A esas tareas se ha entregado Del Río en las últimas décadas y este libro es su culminación. Es una tarea no solo más sabia que el simple ajuste de cuentas entre el liberalismo y el totalitarismo sino más urgente y necesaria porque es una demanda histórica que permite comprender la esencia del totalitarismo y los puntos débiles del liberalismo. En el caso del libro que nos ocupa, su autor rinde cuentas de sus errores. Fue el dirigente carismático de una de las organizaciones revolucionarias más activas del antifranquismo. Su obra constituye un legado impagable para las generaciones que no vivieron esa experiencia. Una parte de esa generación se ha negado a entrar en la dinámica de la rendición de cuentas autocrítica. Otra parte, sin duda muy mayoritaria, ha preferido obviarla perdiendo la oportunidad de aprender la lección o quizá aceptando el cambio de estado de conciencia como un ejercicio de oportunismo.

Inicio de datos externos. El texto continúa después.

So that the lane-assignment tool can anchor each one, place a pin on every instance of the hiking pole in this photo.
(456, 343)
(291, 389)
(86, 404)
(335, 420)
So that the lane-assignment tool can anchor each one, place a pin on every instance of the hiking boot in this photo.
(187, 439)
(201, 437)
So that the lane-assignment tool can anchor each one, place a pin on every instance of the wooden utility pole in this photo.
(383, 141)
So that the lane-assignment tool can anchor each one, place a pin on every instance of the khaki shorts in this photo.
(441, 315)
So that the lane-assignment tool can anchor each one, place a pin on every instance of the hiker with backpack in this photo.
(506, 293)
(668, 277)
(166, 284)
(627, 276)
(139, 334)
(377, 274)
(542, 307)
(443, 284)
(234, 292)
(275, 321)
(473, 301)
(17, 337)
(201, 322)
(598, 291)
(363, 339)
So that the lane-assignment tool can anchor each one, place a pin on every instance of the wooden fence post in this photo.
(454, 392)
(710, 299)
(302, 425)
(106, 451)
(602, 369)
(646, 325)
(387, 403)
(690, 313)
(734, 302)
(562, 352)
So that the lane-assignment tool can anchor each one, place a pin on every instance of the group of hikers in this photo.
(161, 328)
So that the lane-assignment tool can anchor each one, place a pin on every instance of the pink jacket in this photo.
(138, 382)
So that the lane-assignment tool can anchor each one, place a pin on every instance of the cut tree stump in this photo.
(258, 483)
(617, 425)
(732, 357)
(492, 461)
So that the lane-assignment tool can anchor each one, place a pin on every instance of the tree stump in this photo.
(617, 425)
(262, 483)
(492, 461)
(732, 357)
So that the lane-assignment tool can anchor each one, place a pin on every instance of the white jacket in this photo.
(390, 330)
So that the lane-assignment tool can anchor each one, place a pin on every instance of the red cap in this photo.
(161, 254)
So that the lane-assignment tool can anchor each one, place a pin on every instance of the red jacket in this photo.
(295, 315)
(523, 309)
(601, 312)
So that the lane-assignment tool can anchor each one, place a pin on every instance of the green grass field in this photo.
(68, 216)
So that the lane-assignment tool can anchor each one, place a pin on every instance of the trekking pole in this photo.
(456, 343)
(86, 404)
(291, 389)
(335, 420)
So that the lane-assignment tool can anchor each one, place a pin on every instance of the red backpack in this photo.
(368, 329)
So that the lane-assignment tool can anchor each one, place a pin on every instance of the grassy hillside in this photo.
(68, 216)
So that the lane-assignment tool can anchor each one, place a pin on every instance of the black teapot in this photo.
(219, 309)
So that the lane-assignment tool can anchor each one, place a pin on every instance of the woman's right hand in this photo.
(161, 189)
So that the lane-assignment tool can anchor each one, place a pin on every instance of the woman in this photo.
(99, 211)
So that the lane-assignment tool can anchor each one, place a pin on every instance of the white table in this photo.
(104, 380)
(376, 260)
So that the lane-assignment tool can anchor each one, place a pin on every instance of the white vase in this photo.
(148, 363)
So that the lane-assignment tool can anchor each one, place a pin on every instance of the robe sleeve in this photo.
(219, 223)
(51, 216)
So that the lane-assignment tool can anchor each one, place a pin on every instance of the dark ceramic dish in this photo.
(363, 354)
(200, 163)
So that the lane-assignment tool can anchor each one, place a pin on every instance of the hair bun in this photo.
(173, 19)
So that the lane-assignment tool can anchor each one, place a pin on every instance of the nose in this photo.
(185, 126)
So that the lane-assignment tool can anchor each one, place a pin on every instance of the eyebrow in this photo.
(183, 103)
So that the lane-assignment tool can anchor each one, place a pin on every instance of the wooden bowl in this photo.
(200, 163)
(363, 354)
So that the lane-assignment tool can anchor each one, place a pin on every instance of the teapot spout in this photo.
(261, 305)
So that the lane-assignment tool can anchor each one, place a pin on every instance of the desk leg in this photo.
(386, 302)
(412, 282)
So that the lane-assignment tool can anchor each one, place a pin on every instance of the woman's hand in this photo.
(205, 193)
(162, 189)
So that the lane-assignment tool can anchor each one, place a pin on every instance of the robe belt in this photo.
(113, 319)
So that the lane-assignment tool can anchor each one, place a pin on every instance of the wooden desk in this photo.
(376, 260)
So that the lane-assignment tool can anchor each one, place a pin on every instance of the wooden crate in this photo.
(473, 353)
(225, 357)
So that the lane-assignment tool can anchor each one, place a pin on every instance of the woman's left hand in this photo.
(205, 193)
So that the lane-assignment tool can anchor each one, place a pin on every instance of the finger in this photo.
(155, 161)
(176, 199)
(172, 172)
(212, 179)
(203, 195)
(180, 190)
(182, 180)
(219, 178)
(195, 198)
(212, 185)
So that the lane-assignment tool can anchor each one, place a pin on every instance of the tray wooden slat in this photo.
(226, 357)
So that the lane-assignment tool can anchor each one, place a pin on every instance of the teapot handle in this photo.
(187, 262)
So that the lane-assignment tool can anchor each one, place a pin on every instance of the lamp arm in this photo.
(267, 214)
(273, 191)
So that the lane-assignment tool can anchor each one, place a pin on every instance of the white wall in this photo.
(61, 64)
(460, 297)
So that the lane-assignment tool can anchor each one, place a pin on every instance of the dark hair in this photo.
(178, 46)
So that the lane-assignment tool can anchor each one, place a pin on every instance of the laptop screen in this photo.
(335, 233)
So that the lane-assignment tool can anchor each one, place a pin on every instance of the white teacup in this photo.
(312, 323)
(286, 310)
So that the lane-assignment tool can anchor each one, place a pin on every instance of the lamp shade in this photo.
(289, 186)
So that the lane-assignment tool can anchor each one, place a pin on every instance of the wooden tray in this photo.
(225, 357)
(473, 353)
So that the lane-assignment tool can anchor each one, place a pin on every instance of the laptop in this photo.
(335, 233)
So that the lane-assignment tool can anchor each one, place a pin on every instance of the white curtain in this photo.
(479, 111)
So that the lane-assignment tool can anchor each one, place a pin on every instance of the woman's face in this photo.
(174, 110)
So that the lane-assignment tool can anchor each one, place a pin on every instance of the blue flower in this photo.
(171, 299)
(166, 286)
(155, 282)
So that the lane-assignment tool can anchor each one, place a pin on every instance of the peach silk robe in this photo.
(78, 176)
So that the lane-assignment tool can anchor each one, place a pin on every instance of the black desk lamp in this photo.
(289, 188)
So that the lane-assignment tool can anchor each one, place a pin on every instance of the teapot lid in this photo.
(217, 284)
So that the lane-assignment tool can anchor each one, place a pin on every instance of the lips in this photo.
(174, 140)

La argumentación de Del Río comienza señalando el alcance mundial de la radicalización de la juventud en esa década –1965/1975–. En un año convergieron el mayo 68 francés, la primavera de Praga, la revuelta contra la guerra de Vietnam y la dimisión de McNamara, la matanza de Tlatelolco y la ofensiva del Tet vietnamita. La radicalización juvenil dio lugar a una movilización general diferenciada y a unos estados de conciencia desiguales. Esas diferencias se expresaron en formas que iban desde el terrorismo al festival hippie, pasando por el sectarismo.

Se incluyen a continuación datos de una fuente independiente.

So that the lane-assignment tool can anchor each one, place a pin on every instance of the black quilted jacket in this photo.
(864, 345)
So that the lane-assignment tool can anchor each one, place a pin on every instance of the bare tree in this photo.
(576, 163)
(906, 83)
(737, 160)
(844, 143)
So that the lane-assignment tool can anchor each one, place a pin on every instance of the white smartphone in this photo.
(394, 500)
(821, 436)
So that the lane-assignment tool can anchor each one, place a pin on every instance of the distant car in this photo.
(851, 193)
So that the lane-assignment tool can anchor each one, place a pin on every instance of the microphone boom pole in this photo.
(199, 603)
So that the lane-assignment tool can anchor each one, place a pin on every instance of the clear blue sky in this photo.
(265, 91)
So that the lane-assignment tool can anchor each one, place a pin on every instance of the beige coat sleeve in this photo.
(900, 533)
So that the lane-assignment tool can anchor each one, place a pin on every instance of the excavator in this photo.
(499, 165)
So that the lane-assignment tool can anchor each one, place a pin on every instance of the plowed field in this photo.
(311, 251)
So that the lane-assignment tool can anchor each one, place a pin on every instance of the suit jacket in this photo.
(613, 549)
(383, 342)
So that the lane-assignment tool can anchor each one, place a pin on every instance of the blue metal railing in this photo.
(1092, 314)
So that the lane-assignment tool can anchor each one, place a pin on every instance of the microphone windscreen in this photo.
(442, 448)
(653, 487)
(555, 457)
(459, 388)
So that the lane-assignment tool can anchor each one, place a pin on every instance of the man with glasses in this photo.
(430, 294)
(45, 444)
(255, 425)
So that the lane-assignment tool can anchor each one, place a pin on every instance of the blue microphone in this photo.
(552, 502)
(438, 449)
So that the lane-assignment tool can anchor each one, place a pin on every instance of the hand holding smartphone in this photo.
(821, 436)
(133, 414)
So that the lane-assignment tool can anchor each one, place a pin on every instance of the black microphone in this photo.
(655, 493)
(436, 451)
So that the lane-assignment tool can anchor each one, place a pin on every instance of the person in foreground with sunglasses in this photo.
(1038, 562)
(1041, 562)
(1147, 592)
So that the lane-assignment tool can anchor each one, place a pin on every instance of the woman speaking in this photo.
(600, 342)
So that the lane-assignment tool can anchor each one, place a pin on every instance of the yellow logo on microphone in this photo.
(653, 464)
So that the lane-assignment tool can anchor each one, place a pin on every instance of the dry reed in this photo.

La radicalización juvenil española tuvo poco de festiva. Se enfrentaba a una dictadura asentada sobre las ruinas de una guerra civil. El terrorismo fue una opción muy minoritaria pero dramática. La mayoría optó por el sectarismo. Las organizaciones clandestinas suelen tomar la forma de sectas. Es la manera de resguardarse de la represión. Del Río se cuida de utilizar el término secta, pero el exhaustivo análisis de la vida orgánica que dibuja deja poco lugar a dudas. El monolitismo, la idealización de la actividad, su estetización y, sobre todo, su hermetismo son las dimensiones de unos proyectos que tenían más de religiones laicas que de instancias para la acción –aunque su activismo no fuera, ni mucho menos, desdeñable–. Del Río expone las peculiaridades económicas, sociales (la emigración), sectoriales (la protesta universitaria y el sindicalismo), culturales y religiosas del radicalismo español de manera minuciosa y certera. Su conclusión es que “sin el franquismo no hubiéramos sido como fuimos”, aunque esta afirmación sea de imposible verificación (pág. 195).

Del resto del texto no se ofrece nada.